Naturally, two wrongs do not make a right. However, basic demographic information—like name, address, etc.—are routinely kept in the public domain intentionally. In fact, some of the publicly available data is an outcome of the Right to Information movement for greater transparency. In the case of voter rolls, publicly accessible voter information aids in conducting fair and efficient elections.
The trade-off between privacy and the benefits of keeping some data public needs more debate, especially in light of the recent privacy judgement. However, singling out only UIDAI for breaches while ignoring other institutions that openly publish similar information is untenable.
Could UIDAI have prevented this data breach?
UIDAI in its statement mentioned that all searches on the portal are logged and tracked. But this security measure did not work. UIDAI did not take any action of the previous instances of misuse, as reported in Khaira’s article.
We support having a UIDAI portal that facilitates efficient and localized grievance redressal. Based on our fieldwork, there is a clear demand for this. But it was straightforward to keep this portal secure. For example, a simple feature requiring officials to authenticate themselves using a one-time-password could have prevented this breach.
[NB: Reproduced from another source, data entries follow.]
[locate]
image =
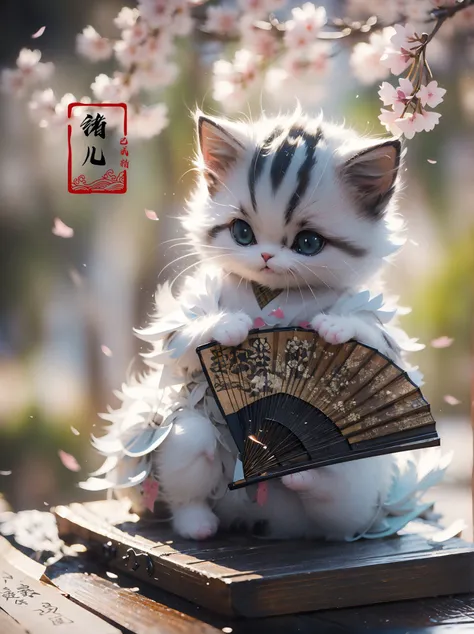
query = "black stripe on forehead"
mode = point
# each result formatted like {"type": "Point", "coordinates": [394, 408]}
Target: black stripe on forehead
{"type": "Point", "coordinates": [283, 156]}
{"type": "Point", "coordinates": [258, 162]}
{"type": "Point", "coordinates": [304, 173]}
Should UIDAI have filed an FIR?
UIDAI has claimed that it respects the freedom of the press but that it was obligated by law to file an FIR under the Aadhaar and IT Acts. If this is indeed true, why have they not filed an FIR against the four Jharkhand government departments that published 130 million Aadhaar numbers online? Why have they not filed an FIR against Airtel for using Aadhaar data illegally to open bank accounts without consent? UIDAI could have gone after the culprits selling access to the portal, but going after the press is indefensible.
UIDAI needs to actively reduce the trust deficit that has emerged. Filing FIRs, issuing blanket denials each time a problem is reported, and labelling its detractors do not help its cause. UIDAI is the gatekeeper of sensitive biometric and basic personal information of more than a billion Indians. We expect UIDAI to openly engage with stakeholders, and be transparent about data security. UIDAI is duty-bound to win our trust rather than simply demanding it.
Ronald Abraham and Akash Pattanayak are, respectively, a partner and associate at IDinsight. Both work on IDinsight’s State of Aadhaar initiative.